Londonderry welcomed us with open arms, says Syrian refugee
A journalist forced to flee the war-torn Middle East with his wife has praised his new adopted home of Londonderry - where his wife has given birth to the first Syrian refugee baby born in the city.
Rami Zahra's job as a journalist exposed him to constant danger from the indiscriminate bombings and shooting that ravaged Syria in 2014.
Rami (36) and his wife Shireen took their chances on the open seas and fled to Turkey. Two years later they arrived in Derry, along with 10 other families.
Good news quickly followed their arrival in the city when their little boy Joud became the first refugee child born in Altnagelvin.
Grateful for the chance of a new life for his family and for the help and welcome he has received since May 2016, Rami is preparing to resume his career as a reporter so he can provide for his family.
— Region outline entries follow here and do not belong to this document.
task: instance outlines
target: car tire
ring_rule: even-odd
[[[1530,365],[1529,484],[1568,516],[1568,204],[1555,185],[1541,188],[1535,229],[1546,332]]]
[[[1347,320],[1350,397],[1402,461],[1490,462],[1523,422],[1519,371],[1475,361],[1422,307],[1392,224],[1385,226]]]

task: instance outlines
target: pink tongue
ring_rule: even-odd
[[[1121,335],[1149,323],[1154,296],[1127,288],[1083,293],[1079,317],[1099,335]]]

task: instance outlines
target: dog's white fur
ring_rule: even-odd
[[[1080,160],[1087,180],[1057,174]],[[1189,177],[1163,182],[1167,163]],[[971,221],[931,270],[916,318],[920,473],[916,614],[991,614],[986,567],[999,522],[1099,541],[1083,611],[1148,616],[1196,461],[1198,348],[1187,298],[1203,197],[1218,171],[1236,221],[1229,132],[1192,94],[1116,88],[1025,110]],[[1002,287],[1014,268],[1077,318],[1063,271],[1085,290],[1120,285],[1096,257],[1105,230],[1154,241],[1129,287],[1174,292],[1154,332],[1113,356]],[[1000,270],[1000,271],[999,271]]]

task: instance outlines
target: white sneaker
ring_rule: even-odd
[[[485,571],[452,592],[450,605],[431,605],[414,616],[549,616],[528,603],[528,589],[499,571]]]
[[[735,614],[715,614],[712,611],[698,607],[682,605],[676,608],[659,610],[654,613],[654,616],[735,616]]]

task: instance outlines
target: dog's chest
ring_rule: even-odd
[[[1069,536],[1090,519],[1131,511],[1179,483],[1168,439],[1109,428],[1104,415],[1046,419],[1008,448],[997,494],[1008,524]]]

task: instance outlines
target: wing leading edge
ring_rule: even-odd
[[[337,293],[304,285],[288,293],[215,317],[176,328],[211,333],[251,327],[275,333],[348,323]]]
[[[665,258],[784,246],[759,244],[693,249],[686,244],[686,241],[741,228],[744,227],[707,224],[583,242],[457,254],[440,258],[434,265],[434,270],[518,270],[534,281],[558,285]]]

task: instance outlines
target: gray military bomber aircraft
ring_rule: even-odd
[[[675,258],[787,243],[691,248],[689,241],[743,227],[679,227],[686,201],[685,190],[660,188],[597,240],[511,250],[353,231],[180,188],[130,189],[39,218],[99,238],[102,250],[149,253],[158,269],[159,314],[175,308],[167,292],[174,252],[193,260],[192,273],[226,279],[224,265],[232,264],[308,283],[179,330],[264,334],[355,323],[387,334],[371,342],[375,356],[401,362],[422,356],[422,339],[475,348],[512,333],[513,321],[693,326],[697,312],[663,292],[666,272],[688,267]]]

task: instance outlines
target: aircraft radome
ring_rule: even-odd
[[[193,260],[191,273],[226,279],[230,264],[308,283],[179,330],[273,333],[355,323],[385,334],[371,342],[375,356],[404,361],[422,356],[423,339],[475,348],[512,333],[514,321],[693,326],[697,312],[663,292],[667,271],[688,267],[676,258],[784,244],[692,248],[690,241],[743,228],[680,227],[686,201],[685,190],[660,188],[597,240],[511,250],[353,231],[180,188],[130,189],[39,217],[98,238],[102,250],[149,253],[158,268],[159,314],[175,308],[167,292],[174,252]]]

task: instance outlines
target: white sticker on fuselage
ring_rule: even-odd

Mindful of all those who have helped him along the way, Rami said his teachers at the North West College, where the couple are learning English, have pulled out all the stops to help all of the Syrian families who now call Derry home.
Rami recalled the horrors that forced him to flee. "I worked as a journalist in Syria, where the press is the most dangerous work because the military there do not want to show the truth and have their crimes and human rights violations exposed," he said.
"I and my friends have been working secretly and voluntarily to record human rights violations in Syria, and we have contributed to the delivery of several large files to human rights organisations such as Human Rights Watch and the UN General Assembly.
"People like us were not leaving the country voluntarily - we were forced to escape the bombings and indiscriminate killings, the poverty, the spread of disease, the absence of law and the spread of armed gangs.
"In 2014 we left for Turkey, where the United Nations offices were taking care of our affairs, and in May 2016 we arrived in Derry. The city of Derry compensated for the years of deprivation in the grinding war, the people in the city took us to their hearts, we see them now as parents and friends. They are all that we have.
"Three months after we arrived here on July 5, my son Joud became the first Syrian child to be born in Altnagelvin.
"That was such an indescribable moment for me and my wife because we knew that he was born in a safe place away from the bombings and the war. When people are assured of the health and future of their children, it is indescribable."
From those early days one of the biggest hurdles for Rami was his lack of English and inability to communicate - something he soon set about fixing with the help of the tutors at the North West College.
He continued: "The language was a difficult factor to connect with people of the city at first, but as time progressed and we learned the language a bit, it has become is a bridge to communicate and it helps so much being able to have a conversation.
"Since we came to Derry we have only experienced good things and I am especially thankful to our college professors for their continuous help."
Rami believes he is here for the long term.
"As for our family, we do not find ourselves returning to Syria after the proliferation of terrorist organisations and the destruction of infrastructure. We have nothing left, or no one we know there any more.
"Derry is our home now and we are very thankful for that."